Die Weltausstellungen waren eine Win-win-Situation für alle Beteiligten. Sie machten die Vergleichbarkeit zum zentralen Thema ihrer Aktivität [15]. Der daraus resultierende Wettbewerb wurde als treibender Faktor für eine Entwicklung diverser Produktionen erachtet. Davon profitierten nicht nur Industrielle auf ökonomische Weise, sondern auch die breite Bevölkerung in Hinblick auf Bildung und die Verbesserung der allgemeinen Lebensumstände.

Quellen

[1] Japan Association for the 2025 World Exhibition, Online: https://www.expo2025.or.jp/en/overview/purpose/ & Umweltbundesamt, Online: https://www.umweltbundesamt.at/umweltthemen/nachhaltigkeit/17sdgs.

[2] Royal Commission, Great Exhibition of the works of industry of all nations. Official descriptive and illustrated catalogue, London 1851.

[3] Ebd. /S. 3.

[4] Ebd. / S. 3.

[5] Ebd. / S. 4.

[6] Ebd. / S. 4.

[7] Boucher de Perthes, Petit Glossaire. Traduction de quelques mots financiers. Tome second, Paris 1835. / S. 156-157.

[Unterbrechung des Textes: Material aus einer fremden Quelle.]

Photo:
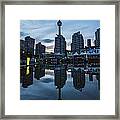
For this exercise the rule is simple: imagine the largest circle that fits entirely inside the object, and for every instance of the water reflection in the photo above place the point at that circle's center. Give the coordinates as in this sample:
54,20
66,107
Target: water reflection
82,84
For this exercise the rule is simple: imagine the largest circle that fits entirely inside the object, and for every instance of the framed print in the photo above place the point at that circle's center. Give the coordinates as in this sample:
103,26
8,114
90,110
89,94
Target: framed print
59,59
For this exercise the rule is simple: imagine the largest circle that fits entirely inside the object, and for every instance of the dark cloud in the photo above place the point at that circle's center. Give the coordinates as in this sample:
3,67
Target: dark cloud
47,40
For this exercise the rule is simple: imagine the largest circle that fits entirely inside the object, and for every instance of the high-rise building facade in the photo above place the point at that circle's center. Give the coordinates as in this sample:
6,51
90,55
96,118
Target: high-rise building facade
89,43
29,45
40,50
60,43
77,43
97,38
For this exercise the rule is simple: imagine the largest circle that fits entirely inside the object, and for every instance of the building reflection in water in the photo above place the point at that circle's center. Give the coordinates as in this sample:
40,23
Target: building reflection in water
78,78
98,78
60,77
39,71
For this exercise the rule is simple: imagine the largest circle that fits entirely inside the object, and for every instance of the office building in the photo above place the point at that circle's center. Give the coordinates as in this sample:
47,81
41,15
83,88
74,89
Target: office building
97,38
60,43
40,50
77,43
89,43
29,46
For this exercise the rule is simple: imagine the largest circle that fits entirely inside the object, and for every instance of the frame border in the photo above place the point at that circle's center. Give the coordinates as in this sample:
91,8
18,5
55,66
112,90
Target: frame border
62,2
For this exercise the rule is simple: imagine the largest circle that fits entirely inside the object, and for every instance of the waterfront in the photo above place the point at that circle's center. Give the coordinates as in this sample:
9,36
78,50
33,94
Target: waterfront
42,82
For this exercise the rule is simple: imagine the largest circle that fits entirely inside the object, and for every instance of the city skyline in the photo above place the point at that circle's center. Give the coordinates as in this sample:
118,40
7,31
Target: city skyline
45,31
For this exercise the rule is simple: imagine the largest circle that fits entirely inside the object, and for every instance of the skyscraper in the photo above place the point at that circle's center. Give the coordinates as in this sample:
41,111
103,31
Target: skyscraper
40,50
29,45
60,43
97,38
77,43
89,43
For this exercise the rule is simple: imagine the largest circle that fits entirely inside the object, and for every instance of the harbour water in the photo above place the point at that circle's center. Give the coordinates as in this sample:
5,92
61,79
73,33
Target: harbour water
45,82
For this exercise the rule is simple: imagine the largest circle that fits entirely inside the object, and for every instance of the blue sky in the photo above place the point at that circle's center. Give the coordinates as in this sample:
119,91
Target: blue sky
45,31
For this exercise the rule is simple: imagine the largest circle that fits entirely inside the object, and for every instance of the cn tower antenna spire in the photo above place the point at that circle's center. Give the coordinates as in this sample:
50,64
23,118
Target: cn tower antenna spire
59,23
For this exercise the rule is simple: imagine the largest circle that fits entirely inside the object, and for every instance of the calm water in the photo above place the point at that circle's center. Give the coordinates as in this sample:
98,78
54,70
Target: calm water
59,83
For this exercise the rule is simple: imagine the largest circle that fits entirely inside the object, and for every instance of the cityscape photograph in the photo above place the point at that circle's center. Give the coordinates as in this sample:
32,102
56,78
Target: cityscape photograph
59,60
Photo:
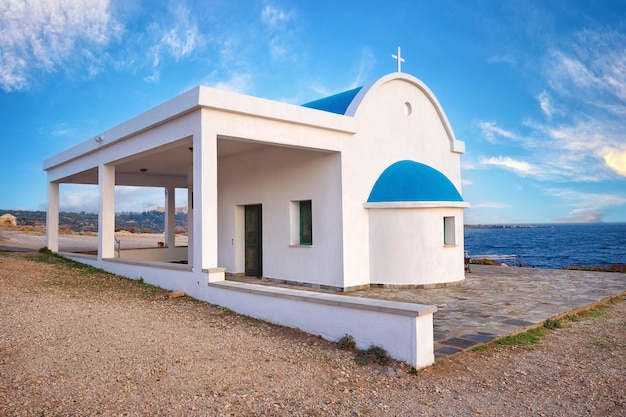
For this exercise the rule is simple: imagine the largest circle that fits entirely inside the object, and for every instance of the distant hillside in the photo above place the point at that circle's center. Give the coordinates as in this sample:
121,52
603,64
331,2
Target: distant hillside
147,221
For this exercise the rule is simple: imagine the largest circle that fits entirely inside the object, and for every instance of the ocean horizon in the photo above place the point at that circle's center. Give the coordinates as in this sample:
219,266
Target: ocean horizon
550,245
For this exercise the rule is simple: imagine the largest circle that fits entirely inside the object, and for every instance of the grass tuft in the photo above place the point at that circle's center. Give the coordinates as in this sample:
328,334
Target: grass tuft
375,354
528,338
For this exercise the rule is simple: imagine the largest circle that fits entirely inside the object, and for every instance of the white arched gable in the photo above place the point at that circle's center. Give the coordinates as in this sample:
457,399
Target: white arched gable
455,145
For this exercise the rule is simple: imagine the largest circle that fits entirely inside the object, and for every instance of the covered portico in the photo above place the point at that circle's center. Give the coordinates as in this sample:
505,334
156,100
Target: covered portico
179,145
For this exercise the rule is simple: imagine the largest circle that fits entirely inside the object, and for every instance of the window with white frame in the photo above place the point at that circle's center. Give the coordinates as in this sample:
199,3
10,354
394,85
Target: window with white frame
301,223
449,231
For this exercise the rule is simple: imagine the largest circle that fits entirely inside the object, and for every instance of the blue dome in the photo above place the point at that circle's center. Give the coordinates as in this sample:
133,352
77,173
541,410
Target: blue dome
412,181
335,104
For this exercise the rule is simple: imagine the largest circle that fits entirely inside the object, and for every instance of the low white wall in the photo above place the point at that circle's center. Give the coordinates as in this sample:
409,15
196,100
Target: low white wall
175,254
404,330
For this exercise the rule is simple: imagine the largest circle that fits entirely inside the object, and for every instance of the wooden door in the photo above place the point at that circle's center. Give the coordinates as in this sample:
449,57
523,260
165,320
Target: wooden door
254,252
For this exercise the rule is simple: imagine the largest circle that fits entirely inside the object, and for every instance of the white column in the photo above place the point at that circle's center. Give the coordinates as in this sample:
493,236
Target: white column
190,231
205,203
170,217
52,217
106,216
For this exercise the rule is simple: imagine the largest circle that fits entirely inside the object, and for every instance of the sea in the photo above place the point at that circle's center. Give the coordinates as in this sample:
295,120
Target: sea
551,245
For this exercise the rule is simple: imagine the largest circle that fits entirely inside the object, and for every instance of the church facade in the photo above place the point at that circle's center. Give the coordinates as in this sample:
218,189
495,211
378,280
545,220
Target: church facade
359,189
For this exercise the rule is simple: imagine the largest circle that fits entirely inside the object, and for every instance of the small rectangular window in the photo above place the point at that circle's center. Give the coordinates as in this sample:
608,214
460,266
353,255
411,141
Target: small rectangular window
306,223
449,232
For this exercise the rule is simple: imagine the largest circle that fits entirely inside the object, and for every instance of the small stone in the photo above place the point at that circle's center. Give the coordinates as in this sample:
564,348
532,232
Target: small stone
177,294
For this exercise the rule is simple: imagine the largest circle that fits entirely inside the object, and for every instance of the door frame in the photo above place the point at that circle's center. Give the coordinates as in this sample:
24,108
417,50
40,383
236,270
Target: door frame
254,210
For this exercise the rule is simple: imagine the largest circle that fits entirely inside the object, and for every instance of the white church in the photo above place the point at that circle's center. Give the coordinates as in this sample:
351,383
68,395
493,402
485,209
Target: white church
356,190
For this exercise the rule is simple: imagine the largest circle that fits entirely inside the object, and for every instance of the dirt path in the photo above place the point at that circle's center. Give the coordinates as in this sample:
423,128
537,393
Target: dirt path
79,342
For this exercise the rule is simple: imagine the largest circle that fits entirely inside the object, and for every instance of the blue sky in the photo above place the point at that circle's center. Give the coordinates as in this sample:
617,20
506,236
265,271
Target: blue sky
536,89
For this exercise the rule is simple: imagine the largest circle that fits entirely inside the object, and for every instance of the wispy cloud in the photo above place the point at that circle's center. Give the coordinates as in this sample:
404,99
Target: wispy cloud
490,204
546,104
507,59
585,207
278,23
522,168
584,98
49,35
616,160
492,132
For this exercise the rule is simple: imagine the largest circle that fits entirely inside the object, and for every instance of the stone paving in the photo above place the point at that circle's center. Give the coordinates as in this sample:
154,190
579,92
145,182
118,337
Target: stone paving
496,301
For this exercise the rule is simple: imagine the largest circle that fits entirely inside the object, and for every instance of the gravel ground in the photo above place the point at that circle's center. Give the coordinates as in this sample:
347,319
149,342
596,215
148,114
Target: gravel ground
81,343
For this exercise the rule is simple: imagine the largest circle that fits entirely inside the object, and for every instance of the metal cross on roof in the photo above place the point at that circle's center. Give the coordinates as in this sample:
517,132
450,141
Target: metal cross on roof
399,59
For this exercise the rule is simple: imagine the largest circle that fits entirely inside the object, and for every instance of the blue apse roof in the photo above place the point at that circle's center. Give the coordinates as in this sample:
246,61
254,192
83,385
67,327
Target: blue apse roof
412,181
335,104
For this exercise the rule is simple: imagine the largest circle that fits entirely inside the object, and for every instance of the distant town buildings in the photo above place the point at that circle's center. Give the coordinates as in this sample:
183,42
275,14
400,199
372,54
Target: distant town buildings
8,220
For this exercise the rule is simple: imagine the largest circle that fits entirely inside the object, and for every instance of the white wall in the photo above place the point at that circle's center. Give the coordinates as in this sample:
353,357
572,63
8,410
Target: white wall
387,134
274,177
407,246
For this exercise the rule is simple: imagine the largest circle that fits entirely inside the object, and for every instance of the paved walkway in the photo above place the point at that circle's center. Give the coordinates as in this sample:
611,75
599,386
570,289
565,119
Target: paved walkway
496,301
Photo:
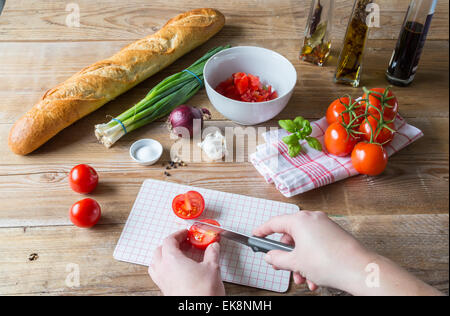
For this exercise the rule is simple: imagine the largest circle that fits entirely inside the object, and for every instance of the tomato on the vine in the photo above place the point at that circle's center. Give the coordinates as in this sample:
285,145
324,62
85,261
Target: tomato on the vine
201,238
339,141
85,213
339,111
377,101
188,205
382,133
83,179
369,158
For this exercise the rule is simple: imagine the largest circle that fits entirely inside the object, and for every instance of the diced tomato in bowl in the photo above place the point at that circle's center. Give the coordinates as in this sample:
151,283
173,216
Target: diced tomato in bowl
246,88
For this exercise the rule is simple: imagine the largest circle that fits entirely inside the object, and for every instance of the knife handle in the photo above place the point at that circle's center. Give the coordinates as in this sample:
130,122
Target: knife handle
265,245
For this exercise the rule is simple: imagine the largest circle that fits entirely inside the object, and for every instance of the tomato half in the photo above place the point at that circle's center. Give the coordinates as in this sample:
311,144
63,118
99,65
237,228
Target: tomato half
200,238
85,213
338,140
83,179
369,159
188,205
375,101
337,107
382,135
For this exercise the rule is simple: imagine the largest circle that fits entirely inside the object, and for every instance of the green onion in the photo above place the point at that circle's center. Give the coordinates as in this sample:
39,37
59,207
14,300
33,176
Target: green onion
159,102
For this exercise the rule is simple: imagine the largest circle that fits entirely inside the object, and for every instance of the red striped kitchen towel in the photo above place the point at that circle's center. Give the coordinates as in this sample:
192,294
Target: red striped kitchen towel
312,169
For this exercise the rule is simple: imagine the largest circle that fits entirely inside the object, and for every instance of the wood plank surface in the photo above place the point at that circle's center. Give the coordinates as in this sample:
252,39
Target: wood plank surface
418,243
402,214
34,20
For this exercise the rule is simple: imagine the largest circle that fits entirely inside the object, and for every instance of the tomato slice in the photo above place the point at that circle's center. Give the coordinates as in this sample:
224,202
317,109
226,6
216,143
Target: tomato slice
200,238
188,205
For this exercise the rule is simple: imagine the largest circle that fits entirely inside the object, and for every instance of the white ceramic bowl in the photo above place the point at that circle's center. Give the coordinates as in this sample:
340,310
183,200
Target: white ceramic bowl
271,68
152,147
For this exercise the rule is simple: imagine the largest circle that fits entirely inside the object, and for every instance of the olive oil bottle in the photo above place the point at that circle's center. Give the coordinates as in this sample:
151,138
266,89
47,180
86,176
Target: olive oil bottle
350,60
317,43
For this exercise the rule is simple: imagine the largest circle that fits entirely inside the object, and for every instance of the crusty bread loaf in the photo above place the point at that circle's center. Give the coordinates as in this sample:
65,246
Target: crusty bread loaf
103,81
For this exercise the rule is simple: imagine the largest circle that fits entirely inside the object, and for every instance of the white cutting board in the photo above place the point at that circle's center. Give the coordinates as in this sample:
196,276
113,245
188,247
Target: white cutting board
152,219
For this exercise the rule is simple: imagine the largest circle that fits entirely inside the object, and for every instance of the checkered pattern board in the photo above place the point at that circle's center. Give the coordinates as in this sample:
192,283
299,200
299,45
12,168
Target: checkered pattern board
152,219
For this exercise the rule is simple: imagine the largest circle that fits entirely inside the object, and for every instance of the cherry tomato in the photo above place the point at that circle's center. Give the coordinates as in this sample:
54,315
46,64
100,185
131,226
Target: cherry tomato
200,238
83,179
340,105
382,135
370,159
391,108
188,205
338,140
85,213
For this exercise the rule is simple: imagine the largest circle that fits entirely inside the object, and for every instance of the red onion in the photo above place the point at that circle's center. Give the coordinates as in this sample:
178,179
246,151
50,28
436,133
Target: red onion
183,116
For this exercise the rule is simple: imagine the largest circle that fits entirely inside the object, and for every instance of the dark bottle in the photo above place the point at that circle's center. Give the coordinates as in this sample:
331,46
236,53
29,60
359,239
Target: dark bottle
405,58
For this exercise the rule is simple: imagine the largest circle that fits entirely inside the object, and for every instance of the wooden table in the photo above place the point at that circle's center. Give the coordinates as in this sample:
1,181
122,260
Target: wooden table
402,214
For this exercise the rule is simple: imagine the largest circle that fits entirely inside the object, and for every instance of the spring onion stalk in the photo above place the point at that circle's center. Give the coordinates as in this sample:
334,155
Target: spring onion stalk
159,102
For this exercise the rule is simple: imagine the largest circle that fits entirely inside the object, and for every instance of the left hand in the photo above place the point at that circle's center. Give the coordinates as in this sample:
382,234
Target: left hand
177,275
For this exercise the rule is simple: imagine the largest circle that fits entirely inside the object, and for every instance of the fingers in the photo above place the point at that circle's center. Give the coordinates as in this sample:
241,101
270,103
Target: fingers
212,254
280,260
311,285
171,244
277,224
298,279
287,239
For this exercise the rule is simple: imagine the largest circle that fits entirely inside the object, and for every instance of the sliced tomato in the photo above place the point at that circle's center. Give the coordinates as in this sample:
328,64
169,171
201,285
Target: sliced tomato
201,238
188,205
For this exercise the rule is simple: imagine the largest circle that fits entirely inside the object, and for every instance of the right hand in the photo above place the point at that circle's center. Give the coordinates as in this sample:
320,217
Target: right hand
324,254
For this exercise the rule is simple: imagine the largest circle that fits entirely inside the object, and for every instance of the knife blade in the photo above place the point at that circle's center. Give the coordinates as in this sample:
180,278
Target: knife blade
2,4
257,244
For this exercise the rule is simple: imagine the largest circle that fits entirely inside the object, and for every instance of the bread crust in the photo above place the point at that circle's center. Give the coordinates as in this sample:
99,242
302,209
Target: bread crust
93,86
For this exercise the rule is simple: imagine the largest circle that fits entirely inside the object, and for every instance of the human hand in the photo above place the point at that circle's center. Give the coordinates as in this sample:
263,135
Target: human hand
177,275
324,254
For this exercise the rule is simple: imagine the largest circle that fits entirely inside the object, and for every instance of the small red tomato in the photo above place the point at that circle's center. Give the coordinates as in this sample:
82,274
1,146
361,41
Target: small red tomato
200,238
370,159
85,213
83,179
382,135
188,205
337,107
376,105
338,140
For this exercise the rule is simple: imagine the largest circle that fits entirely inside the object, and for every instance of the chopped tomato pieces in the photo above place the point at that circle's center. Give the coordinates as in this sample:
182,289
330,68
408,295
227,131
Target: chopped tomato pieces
247,88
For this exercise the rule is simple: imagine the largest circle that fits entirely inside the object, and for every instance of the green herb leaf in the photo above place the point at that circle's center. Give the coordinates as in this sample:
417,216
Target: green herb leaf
291,139
299,121
288,125
314,143
294,150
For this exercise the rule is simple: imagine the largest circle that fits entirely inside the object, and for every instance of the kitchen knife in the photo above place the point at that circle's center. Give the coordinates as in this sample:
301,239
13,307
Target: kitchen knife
257,244
2,4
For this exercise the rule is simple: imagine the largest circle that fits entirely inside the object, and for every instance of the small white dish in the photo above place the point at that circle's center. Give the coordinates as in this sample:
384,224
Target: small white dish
146,151
271,68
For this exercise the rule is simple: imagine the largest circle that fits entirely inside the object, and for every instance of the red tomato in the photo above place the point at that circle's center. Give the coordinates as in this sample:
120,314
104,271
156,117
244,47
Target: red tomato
188,205
338,141
391,106
340,105
246,88
382,135
369,159
85,213
200,238
83,179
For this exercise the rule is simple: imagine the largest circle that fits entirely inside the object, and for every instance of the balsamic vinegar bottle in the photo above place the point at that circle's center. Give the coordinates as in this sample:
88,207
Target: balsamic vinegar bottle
405,58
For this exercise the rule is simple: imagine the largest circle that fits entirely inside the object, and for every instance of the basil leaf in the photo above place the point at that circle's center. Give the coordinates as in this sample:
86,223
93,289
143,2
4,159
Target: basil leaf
288,125
299,121
291,139
314,143
294,150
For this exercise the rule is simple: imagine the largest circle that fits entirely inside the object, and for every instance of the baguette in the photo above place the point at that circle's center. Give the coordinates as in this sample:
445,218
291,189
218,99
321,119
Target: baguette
103,81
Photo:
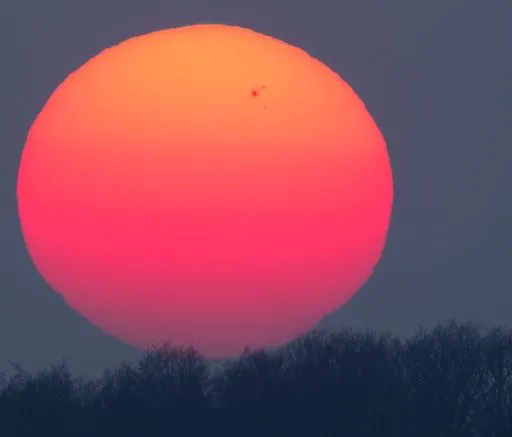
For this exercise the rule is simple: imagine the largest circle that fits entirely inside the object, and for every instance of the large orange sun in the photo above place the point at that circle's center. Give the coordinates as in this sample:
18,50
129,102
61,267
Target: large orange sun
205,185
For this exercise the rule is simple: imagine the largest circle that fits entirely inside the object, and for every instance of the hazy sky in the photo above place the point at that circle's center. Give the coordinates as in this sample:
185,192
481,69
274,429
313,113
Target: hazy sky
436,76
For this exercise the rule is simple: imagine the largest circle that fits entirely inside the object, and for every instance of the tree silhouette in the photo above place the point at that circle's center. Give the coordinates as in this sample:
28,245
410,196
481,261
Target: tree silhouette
451,380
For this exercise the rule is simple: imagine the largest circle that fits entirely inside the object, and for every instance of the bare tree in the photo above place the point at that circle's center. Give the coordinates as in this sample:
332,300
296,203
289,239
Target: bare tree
443,370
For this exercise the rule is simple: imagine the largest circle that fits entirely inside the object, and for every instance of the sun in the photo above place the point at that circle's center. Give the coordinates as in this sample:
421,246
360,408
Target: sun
205,185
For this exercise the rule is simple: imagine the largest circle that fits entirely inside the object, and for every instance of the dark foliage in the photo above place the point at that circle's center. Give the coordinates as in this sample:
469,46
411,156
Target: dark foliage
453,380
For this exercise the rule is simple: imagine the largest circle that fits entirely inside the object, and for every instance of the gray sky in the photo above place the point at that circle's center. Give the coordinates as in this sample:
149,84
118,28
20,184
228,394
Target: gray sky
437,77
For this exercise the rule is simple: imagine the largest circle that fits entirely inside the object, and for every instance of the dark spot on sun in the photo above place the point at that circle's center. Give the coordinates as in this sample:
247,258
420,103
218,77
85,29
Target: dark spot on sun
255,92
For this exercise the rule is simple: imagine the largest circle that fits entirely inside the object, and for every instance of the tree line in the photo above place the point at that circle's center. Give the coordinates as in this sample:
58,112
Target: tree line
454,380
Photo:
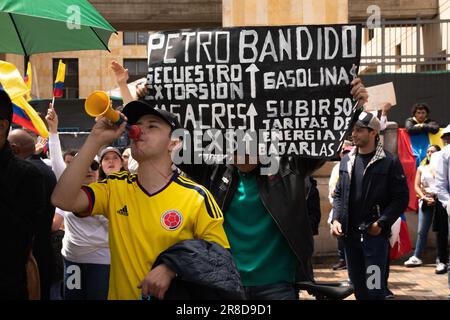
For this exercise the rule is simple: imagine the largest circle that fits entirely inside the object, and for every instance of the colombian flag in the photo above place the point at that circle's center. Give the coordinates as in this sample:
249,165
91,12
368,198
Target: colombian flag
23,114
59,81
28,80
412,150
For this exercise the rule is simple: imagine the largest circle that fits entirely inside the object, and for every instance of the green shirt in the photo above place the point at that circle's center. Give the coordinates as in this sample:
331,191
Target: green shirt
260,251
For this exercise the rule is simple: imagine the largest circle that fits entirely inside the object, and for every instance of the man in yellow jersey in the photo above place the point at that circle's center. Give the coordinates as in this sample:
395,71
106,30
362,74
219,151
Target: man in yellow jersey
148,212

[8] Auch der Katalog zur Great Exhibition 1851 macht das explizit. Siehe: Royal Commission, 1851. / S. 4.

[9] Boucher de Perthes, Petit glossaire. Traduction de quelques mots financiers. Tome premier, Paris 1835. / S. 290-291.

[10] Das stimmt offensichtlich nur bis zu einem gewissen Grad, da im 19. Jh. immer nur eine Auswahl an Nationen und nie alle auf Weltausstellungen vertreten waren.

[11]  Boucher de Perthes, Petit glossaire. Traduction de quelques mots financiers. Tome premier, Paris 1835. / S. 290-291.

[12] Ebd.

[13] Eva Kernbauer/Kathrin Pokorny-Nagel/Raphael Rosenberg/Julia Rüdiger/Patrick Werkner/Tanja Jenni (Hg.), Rudolf Eitelberger von Edelberg. Netzwerker der Kunstwelt, Wien/Köln/Weimar 2019. / S. 12 & 17.

[14] Wer hier an Museen denkt, wird diesen Gedanken im Text („China in London und Paris 1851-1867“) weitergeführt finden.

[15]

Royal Commission, Great Exhibition of the works of industry of all nations. Official descriptive and illustrated catalogue, London 1851. / S. 1.